Pass sanitaire : un enjeu éthique
Le pass sanitaire sera obligatoire pour participer à des évènements rassemblant plus de 1000 personnes à compter du 9 juin. Claude Delpuech, membre du Conseil consultatif national d’éthique (CCNE) et co-coordinateur d’une « opinion » sur la vaccination en explique les enjeux éthiques.
Quels sont les principes éthiques en jeu sur le pass sanitaire ?
Claude Delpuech – On peut réfléchir autour de deux, voire trois principes. Le premier, c’est le respect des libertés individuelles. Le pass sanitaire est justement une solution qui permet un relatif respect de ces dernières, puisqu’il offre la liberté de choisir la preuve que l’on souhaite apporter sur son statut : le vaccin, un test PCR négatif, le fait qu’on a été contaminé depuis moins de trois mois et qu’on a donc un niveau d’anticorps suffisant…Le second principe est celui de l’équité. La France est certes un pays où les vaccins et les tests sont gratuits, mais pour ce qui est des vaccins, tout le monde n’y a pas encore eu accès. Enfin, un pass sanitaire suppose l’utilisation d’un smartphone, or 20 % de la population n’en a pas.
Et le troisième principe ?
C. D. – C’est le principe de bienfaisance, ou de non-malfaisance.

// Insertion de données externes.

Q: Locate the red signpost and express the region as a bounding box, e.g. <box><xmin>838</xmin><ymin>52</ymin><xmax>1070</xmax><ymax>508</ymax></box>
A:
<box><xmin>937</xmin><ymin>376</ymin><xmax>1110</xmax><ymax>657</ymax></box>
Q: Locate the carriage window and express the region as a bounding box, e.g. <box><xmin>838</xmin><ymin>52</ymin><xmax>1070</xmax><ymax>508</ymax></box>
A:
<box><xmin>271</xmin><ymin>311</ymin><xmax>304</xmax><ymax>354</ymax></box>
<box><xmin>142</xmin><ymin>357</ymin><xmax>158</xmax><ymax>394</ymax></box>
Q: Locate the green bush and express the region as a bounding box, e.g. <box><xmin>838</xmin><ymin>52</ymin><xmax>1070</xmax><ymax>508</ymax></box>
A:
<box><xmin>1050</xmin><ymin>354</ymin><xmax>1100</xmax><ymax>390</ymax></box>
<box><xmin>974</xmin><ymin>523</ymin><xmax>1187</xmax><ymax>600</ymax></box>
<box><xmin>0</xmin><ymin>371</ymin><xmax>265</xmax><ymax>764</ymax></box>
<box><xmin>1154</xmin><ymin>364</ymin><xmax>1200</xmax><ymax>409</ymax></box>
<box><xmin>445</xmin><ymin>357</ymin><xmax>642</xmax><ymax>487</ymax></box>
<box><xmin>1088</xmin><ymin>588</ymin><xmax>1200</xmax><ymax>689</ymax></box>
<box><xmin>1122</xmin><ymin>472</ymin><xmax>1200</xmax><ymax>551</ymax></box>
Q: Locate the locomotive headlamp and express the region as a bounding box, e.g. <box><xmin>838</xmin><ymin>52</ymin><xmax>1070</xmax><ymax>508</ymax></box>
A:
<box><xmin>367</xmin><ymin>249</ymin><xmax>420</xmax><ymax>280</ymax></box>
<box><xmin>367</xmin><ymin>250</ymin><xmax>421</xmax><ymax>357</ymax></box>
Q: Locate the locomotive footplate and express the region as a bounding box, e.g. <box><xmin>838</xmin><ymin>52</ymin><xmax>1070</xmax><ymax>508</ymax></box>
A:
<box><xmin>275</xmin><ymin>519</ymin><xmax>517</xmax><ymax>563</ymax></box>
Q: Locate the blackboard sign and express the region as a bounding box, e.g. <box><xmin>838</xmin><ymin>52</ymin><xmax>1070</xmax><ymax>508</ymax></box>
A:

Le pass sanitaire suppose de miser sur la vaccination, or il est encore nécessaire de travailler autour de la balance bénéfice-risque de cette dernière, notamment chez les plus jeunes et chez les enfants. On doit encore se poser la question de l’opportunité de la vaccination à toutes les catégories d’âges, et donc de l’application d’un pass sanitaire.
Ces différents principes doivent-ils être envisagés différemment dans le cadre d’un pass sanitaire qui s’appliquerait aux voyages internationaux et dans celui d’un pass qui permettra d’accéder à certaines activités à l’intérieur d’un pays ?
C. D. – Il faut effectivement réfléchir différemment à ces deux cas de figure. Dans le cas des voyages internationaux, le pass sanitaire se rapproche de ce qui existe déjà dans d’autres conditions. Qu’on pense par exemple à la vaccination contre la fièvre jaune, que nombre de pays imposent aux voyageurs en provenance des zones où la maladie est présente, et qui vise à prévenir l’importation du virus. L’application du même principe au coronavirus peut donc se concevoir.
Au niveau national, l’enjeu est de limiter la diffusion du virus quand on a des regroupements physiques de personnes, et donc de faire repartir la vie sociale et économique. Or à ce niveau, les risques de discrimination dans la mise en place d’un pass sanitaire peuvent être réels, et les difficultés de mise en œuvre sont nombreuses.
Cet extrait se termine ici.